I also love black and white drawings for their immediacy and unadorned truth of execution. Look at this one for direct simplicity and power of composition.
Even black and white paintings have an impact that indeed speaks of structure and logical thought.
It is as if you can get your teeth into a black and white work of art, while one in colour is a fraction fuzzy, tugging at emotion and heart strings. Portraits, landscapes, even still life or abstracts: they all evoke passion, sympathy, joy, sorrow, lyricism. Black and white images seem more cerebral, more challenging often. I find it logical that I am more and more fascinated by metalpoint drawing – it is all back to black and white.
Plus ça change, plus ça reste la même!
Changing Gears in Art /
Now that some time has elapsed since I finished my residency at DRAWinternational in France, I find I am still thinking about how to change gears. I went there on the premise that I wanted to explore the option of working on a larger scale in metalpoint, especially metalpoint on a black ground.
Setting out on a new path in art-making always takes time for one to readjust, I know. It has happened to me before, but this time, other issues in life have complicated the "digestion period". You have to filter all the advice, new thoughts and suggestions, new concepts, and try to decide which road to take and how.
This was one route, one way of changing gears, using graphite instead of metalpoint.
This was another experiment in graphite.
Eventually, I wanted to return to metalpoint, so I started trying to work larger and adjust - at least a little.

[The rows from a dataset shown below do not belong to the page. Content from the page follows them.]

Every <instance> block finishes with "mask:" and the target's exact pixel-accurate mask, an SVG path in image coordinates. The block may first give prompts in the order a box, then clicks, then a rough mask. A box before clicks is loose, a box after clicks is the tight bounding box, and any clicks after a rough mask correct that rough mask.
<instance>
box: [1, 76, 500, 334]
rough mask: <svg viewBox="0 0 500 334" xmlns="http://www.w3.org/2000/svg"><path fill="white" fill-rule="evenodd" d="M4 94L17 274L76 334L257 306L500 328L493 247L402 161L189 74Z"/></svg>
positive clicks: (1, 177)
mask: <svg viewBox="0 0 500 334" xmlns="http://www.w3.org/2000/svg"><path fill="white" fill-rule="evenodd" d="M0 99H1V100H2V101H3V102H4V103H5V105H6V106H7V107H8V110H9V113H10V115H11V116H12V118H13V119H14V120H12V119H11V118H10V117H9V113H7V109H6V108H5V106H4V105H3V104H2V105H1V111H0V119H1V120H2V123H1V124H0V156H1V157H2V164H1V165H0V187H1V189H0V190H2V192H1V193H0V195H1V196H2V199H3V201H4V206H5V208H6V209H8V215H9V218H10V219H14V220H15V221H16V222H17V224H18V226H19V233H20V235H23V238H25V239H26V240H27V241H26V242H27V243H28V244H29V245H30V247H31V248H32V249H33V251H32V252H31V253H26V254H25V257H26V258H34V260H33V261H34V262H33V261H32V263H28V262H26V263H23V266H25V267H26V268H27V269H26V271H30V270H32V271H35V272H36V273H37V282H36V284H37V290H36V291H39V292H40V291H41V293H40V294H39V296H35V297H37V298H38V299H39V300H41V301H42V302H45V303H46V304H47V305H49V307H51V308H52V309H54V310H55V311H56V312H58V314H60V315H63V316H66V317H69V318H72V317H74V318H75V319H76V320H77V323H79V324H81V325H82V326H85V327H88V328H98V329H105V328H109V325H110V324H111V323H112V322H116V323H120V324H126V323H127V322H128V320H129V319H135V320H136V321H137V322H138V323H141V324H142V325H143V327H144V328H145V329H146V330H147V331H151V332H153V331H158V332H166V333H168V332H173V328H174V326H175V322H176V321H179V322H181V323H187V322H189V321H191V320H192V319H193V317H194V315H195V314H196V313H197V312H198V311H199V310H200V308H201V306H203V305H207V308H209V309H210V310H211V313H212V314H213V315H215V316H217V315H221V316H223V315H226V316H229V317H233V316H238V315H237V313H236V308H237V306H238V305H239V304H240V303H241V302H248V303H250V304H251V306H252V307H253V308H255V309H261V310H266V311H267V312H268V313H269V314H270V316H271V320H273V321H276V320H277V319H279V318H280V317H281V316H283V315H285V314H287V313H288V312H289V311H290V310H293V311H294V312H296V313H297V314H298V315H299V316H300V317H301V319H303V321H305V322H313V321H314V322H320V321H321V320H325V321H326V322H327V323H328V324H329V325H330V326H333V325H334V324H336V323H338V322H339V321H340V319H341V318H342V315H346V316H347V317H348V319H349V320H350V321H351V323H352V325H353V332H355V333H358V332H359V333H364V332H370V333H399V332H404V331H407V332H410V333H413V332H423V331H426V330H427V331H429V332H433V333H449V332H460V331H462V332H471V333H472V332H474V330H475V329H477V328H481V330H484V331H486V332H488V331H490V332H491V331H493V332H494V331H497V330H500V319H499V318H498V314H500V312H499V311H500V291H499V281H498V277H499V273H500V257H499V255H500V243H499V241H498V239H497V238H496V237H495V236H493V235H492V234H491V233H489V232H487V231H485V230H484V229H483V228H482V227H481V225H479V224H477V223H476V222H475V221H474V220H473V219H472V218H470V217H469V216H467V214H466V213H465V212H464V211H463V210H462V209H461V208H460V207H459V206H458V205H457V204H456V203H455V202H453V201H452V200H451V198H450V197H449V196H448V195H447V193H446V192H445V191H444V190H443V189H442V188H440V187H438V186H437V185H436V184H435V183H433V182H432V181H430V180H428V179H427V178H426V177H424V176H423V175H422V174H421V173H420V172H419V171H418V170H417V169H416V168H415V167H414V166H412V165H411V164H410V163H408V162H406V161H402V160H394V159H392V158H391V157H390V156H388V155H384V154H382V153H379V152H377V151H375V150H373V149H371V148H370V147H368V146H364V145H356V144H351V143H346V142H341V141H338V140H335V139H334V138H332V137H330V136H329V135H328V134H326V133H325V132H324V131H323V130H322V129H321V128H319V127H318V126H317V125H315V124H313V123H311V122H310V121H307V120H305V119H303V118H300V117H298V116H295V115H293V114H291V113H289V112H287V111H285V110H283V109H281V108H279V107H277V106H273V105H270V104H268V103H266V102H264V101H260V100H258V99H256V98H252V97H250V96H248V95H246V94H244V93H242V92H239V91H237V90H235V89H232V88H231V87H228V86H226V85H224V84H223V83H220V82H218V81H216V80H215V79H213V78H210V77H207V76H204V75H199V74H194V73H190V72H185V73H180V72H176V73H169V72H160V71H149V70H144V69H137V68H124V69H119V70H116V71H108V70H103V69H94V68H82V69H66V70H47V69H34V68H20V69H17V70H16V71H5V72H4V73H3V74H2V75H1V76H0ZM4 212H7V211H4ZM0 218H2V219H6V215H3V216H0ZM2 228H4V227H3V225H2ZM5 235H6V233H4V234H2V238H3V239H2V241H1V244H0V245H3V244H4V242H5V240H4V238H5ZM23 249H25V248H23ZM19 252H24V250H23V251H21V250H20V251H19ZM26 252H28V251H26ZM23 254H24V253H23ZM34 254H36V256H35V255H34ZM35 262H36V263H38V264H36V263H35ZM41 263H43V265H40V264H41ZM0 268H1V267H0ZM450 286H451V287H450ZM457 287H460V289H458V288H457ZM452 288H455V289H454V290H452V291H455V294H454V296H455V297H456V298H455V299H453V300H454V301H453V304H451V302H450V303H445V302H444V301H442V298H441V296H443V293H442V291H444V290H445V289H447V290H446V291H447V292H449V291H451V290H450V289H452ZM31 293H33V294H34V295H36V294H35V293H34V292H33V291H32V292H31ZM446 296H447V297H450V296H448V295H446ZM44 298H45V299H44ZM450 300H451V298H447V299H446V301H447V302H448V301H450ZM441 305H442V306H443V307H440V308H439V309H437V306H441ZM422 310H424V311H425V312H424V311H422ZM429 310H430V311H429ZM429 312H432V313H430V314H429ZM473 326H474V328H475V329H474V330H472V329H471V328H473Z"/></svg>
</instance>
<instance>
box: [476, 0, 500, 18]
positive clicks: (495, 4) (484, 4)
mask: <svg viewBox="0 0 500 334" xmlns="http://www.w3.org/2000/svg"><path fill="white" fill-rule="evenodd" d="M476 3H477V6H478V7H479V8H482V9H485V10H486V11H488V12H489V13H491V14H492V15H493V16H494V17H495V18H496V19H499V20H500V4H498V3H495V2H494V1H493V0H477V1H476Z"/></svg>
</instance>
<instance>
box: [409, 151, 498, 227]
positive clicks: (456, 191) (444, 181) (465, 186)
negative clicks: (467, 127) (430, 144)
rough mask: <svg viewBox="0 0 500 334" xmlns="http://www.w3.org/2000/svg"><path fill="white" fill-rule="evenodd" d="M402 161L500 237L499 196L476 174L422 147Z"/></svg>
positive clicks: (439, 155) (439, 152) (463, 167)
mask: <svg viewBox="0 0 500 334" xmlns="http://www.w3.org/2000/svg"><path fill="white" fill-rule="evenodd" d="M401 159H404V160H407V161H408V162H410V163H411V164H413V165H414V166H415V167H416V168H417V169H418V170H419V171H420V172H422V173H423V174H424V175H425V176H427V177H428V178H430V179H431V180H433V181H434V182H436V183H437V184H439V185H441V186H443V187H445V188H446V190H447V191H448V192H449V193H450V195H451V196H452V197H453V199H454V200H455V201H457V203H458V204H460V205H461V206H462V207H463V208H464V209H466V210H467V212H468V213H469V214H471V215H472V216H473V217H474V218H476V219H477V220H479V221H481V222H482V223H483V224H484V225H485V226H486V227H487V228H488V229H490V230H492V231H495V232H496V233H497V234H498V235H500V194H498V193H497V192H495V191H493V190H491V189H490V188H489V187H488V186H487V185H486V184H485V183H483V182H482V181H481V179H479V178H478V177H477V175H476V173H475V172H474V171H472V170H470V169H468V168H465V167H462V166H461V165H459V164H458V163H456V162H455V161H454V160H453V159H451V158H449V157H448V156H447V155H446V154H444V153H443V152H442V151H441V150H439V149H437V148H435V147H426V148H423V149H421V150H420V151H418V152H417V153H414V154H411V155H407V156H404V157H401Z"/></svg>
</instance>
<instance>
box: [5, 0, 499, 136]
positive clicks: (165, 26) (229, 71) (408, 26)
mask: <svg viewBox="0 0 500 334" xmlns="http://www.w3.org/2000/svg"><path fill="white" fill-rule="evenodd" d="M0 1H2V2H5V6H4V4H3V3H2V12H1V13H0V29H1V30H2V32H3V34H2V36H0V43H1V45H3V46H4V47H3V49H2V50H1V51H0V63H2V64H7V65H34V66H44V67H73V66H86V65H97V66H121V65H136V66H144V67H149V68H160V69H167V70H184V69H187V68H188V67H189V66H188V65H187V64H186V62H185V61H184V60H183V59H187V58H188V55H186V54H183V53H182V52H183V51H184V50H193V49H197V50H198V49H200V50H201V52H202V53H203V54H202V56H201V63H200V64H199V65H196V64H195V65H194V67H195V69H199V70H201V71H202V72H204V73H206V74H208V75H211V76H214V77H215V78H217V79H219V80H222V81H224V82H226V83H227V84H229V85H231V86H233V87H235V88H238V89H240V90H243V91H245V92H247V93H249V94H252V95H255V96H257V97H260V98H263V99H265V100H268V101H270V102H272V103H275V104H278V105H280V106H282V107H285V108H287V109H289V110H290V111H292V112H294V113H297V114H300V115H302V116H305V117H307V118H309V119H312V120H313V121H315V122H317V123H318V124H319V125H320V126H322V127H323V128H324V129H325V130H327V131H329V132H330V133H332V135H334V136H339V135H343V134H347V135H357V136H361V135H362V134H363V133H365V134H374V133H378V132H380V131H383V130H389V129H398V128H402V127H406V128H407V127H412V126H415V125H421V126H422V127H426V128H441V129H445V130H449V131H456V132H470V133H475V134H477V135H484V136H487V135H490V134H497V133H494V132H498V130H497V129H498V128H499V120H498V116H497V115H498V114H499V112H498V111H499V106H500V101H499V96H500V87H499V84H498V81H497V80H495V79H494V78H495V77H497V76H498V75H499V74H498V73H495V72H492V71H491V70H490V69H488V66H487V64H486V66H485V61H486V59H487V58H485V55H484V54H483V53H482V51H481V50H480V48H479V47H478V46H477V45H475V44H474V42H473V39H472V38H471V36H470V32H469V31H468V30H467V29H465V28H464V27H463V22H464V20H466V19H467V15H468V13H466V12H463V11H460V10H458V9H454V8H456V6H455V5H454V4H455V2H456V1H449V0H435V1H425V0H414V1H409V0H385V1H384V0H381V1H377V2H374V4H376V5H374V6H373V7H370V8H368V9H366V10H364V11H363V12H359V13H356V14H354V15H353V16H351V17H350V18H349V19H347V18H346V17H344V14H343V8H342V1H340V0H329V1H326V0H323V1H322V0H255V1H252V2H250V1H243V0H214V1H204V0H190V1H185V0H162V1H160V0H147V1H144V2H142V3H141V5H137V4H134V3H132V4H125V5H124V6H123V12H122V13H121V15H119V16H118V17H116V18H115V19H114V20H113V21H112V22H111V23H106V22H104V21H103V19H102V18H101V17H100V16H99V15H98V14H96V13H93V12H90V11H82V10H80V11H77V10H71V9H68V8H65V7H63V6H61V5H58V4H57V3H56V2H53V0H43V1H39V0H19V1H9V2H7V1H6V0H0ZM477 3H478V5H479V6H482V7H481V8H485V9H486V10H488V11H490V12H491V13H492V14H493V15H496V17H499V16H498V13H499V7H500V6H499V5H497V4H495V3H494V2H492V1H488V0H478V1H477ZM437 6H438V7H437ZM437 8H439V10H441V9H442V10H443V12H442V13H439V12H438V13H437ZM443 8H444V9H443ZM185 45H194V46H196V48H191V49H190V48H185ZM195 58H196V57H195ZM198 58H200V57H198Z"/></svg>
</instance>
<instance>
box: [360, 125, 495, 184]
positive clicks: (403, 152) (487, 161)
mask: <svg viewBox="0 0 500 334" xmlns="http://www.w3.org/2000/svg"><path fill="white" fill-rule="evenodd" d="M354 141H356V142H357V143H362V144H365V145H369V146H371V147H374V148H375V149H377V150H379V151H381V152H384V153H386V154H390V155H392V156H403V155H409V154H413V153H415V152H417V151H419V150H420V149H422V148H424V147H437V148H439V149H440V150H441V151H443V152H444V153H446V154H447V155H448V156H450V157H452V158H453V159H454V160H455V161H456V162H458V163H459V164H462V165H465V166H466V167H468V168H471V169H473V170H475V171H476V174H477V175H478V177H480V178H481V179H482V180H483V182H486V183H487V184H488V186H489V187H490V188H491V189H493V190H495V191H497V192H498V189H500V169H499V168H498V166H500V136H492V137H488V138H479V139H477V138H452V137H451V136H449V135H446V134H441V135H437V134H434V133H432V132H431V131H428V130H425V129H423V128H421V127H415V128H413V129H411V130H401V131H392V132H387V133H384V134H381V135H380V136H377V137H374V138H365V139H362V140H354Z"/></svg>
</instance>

I am still going back and forth in my mind about the direction I want now to follow, but I know that the residency was good for me, jolting me out of ruts.

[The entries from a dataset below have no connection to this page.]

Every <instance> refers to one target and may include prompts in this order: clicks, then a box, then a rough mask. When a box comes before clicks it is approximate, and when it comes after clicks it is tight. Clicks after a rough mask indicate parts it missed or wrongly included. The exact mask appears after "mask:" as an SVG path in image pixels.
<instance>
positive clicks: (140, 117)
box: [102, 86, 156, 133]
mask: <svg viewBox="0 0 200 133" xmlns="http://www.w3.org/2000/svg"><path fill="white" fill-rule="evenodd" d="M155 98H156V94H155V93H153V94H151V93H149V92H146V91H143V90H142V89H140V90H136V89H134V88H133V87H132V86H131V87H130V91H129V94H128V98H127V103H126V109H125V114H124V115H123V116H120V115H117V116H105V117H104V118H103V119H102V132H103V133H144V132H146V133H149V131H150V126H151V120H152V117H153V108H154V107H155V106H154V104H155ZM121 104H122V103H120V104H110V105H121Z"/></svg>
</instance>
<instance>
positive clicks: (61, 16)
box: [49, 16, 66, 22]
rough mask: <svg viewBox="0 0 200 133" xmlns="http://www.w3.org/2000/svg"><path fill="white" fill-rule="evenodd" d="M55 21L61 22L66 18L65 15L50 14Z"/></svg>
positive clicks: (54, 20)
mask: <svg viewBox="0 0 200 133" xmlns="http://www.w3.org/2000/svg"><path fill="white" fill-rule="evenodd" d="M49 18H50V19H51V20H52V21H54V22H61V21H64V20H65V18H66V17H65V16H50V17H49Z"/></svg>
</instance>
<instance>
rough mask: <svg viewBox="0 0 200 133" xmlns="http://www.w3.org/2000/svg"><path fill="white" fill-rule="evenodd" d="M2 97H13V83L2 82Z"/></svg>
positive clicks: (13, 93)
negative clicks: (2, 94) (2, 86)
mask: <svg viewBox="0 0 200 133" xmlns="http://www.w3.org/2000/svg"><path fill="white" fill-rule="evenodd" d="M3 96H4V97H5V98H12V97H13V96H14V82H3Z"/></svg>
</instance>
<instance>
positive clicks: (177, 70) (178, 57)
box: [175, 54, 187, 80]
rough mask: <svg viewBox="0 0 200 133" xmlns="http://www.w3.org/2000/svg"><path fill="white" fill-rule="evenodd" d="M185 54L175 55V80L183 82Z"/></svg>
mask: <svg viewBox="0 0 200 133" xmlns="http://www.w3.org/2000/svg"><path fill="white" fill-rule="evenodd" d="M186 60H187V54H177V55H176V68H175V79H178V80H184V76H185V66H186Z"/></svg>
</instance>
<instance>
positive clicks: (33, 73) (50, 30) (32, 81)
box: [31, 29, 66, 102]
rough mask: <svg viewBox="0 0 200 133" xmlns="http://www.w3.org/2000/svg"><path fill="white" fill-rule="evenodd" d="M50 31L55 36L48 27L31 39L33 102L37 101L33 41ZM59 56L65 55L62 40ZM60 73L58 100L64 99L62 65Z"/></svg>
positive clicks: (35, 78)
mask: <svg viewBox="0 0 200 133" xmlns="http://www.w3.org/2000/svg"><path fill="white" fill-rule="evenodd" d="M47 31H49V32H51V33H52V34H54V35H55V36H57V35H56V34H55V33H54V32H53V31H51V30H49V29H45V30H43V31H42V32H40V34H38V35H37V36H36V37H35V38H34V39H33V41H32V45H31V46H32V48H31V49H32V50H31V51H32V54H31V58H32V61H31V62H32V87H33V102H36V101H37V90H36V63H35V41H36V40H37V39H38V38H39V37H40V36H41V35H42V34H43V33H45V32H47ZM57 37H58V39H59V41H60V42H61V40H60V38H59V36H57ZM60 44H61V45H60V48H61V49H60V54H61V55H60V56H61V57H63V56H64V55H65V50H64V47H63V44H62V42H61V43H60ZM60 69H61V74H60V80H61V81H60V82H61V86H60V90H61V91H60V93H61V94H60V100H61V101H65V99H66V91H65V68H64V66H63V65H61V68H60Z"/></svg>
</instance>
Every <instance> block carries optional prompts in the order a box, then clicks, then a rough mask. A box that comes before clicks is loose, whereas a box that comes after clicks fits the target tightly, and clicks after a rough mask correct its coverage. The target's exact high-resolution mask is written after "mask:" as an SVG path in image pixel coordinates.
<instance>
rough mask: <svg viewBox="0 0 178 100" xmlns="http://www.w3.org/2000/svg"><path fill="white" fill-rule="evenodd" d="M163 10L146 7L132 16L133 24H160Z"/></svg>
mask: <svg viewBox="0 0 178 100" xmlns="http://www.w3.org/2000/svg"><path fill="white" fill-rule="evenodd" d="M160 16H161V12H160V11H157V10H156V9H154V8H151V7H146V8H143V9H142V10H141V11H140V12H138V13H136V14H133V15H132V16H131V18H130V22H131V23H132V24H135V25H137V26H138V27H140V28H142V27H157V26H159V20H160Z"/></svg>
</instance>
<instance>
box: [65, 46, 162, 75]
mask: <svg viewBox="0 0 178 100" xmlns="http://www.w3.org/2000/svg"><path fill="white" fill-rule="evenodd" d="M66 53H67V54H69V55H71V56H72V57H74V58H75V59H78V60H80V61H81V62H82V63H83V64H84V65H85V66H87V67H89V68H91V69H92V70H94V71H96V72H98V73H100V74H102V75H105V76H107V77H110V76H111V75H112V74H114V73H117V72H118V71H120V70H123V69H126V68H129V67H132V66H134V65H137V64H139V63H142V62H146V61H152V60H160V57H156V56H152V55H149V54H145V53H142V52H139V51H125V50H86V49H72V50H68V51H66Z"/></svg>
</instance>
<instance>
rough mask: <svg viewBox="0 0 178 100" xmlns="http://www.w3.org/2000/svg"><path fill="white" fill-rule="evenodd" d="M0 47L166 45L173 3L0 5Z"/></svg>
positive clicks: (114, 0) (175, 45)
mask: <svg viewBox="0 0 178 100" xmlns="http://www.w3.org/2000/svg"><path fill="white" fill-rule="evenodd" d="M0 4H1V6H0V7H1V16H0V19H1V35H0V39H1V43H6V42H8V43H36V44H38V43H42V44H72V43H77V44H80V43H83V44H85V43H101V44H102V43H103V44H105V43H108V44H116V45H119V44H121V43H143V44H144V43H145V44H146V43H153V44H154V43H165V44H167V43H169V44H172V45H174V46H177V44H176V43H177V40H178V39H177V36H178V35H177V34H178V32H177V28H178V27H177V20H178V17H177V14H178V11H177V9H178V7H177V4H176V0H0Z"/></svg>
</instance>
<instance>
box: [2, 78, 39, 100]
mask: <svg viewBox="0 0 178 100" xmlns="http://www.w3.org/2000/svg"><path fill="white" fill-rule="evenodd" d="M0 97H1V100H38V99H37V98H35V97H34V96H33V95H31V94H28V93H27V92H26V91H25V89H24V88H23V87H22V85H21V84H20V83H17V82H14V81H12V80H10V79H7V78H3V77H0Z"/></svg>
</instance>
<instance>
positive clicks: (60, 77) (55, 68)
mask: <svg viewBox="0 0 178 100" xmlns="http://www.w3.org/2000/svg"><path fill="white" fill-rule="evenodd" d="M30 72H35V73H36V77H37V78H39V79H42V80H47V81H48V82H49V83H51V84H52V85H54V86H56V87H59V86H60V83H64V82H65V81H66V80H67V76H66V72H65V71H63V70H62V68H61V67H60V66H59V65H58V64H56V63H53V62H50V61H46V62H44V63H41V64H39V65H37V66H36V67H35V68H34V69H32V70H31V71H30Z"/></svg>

I am at the stage where I can look back on the work I did in France and join philosopher R. G. Collingwood as he talked of his own artistic upbringing. He said, "I learned to think of a picture not as a finished product exposed for the benefit of virtuosi, but as a visible record of an attempt to solve a definite problem in painting, so far as the attempt has gone." For me, the operative words remain, "as far as the attempt has gone". Still more changes to come, I hope!

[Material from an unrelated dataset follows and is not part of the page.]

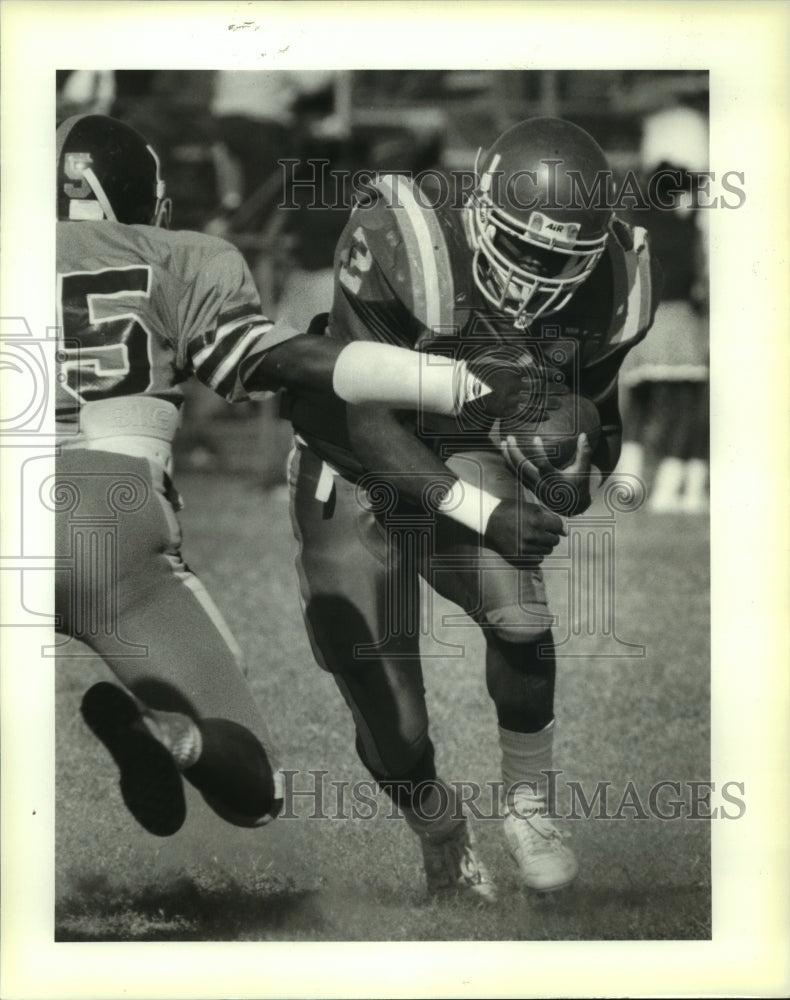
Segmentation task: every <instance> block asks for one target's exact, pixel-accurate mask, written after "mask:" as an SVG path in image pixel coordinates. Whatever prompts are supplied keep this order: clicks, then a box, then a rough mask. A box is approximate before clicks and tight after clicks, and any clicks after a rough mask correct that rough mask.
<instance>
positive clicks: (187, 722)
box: [144, 709, 203, 771]
mask: <svg viewBox="0 0 790 1000" xmlns="http://www.w3.org/2000/svg"><path fill="white" fill-rule="evenodd" d="M144 719H145V724H146V725H147V726H148V728H149V729H150V731H151V733H152V734H153V735H154V736H155V737H156V738H157V739H158V740H159V742H160V743H164V745H165V746H166V747H167V749H168V750H169V751H170V753H171V754H172V755H173V759H174V760H175V762H176V764H177V766H178V769H179V771H185V770H186V769H187V768H188V767H192V766H193V764H197V762H198V760H199V759H200V754H201V753H202V751H203V737H202V735H201V732H200V729H198V726H197V724H196V723H195V722H194V720H193V719H190V717H189V716H188V715H184V714H183V713H181V712H161V711H159V710H157V709H147V710H146V712H145V715H144Z"/></svg>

Talking about Silverpoint /
It has been a while since I could get to this blog – mainly because I am back for the second half of an art residence at DRAWinternational in France, and there is a certain fever of creativity.
No comments on whether the results are good or bad!
But the days fly past with the privileged situation of only requiring that one thinks about art, how to do something that pushes out boundaries and grow. Such luck! Nonetheless, there is the more serious side of the residency, namely giving and talk and demonstration to the public.
Of course, I suggested that I talk about my passion, metalpoint-silverpoint, and then had to spend some time putting together a serious survey of the history of this medium. That is always a fascinating exercice, and it reminds me how many different voices there have been and are today in this rather restrictive medium of drawing with a metal stylus on prepared paper. Selecting examples of contemporary metalpoint to show my audience how varied, elegant and imaginative are the silverpoint voices drives home to me what a special medium this is.
This is the poster/invitation to Sunday’s presentation – which I will give in French.
Meanwhile, I draw and draw, experiment and try to balance long hours of sitting with vigourous walks up hill and down dale in this delicious medieval village of Caylus. The weather is totally unlike usual Mediterranean September weather, in that it is distinctly chilly.
No matter, another layer on and get down to drawing! In other words, vive l’art and art residencies!